I testimoni avevano raccontato, descrivendola nel dettaglio, di essere stati condotti in un’ex caserma militare ad Argun. Ma quando la Commissione d’Inchiesta nata dopo molte insistenze e le pressioni internazionali, è arrivata sul posto, ha trovato che lo stabile era stato completamente sepolto di macerie.
Prigionieri spostati in una località ignota
Gli investigatori della commissione hanno dichiarato che i prigionieri sono stati portati in una base delle Forze Speciali della Polizia a Terek, 60 km a nord di Argun. A Terek, però, è stato negato loro l’ingresso con la motivazione che c’era un’esercitazione in corso.
Gli attivisti di Russian LGBT Network temono che i prigionieri siano stati trasportati in una nuova località sconosciuta.
Pressioni sulle famiglie
Come Gaypost.it ha riferito ieri, il quotidiano russo ha raccontato che le autorità cecene stanno facendo pressioni sulle famiglie perché firmino un documento in cui si legge che il proprio familiare si è trasferito a Mosca per lavoro a fine febbraio e che questo non ha a che fare con la polizia cecena.
Intanto, Russian LGBT Network ha fatto sapere di essere riuscita a mettere in salvo circa quaranta uomini, nove dei quali sono scappati anche dalla Russia.
E continuano le richieste agli altri paesi di accogliere i rifugiati che scappano dalla Cecenia.
Continuano le mobilitazioni
Intanto, continuano le mobilitazioni in tutta Europa. Amnesty International ha chiamato a raccolta attivisti e società civile per il 2 giugno prossimo. Solo a Roma, per la concomitanza con la Festa della Repubblica, la manifestazione si terrà il 5 giugno.
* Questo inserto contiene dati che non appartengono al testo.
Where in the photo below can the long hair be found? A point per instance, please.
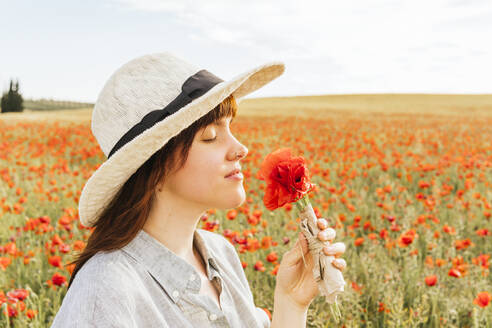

L’appuntamento è per le 12 del mattino all’uscita delle metropolitana di Castro Pretorio (a pochi passi dall’ambasciata), quando alcuni rappresentanti della ONG consegneranno all’ambasciatore russo in Italia le firme raccolte con la petizione online per chiedere la fine delle persecuzioni e un’indagine che faccia chiarezza si quanto accade nella Repubblica caucasica.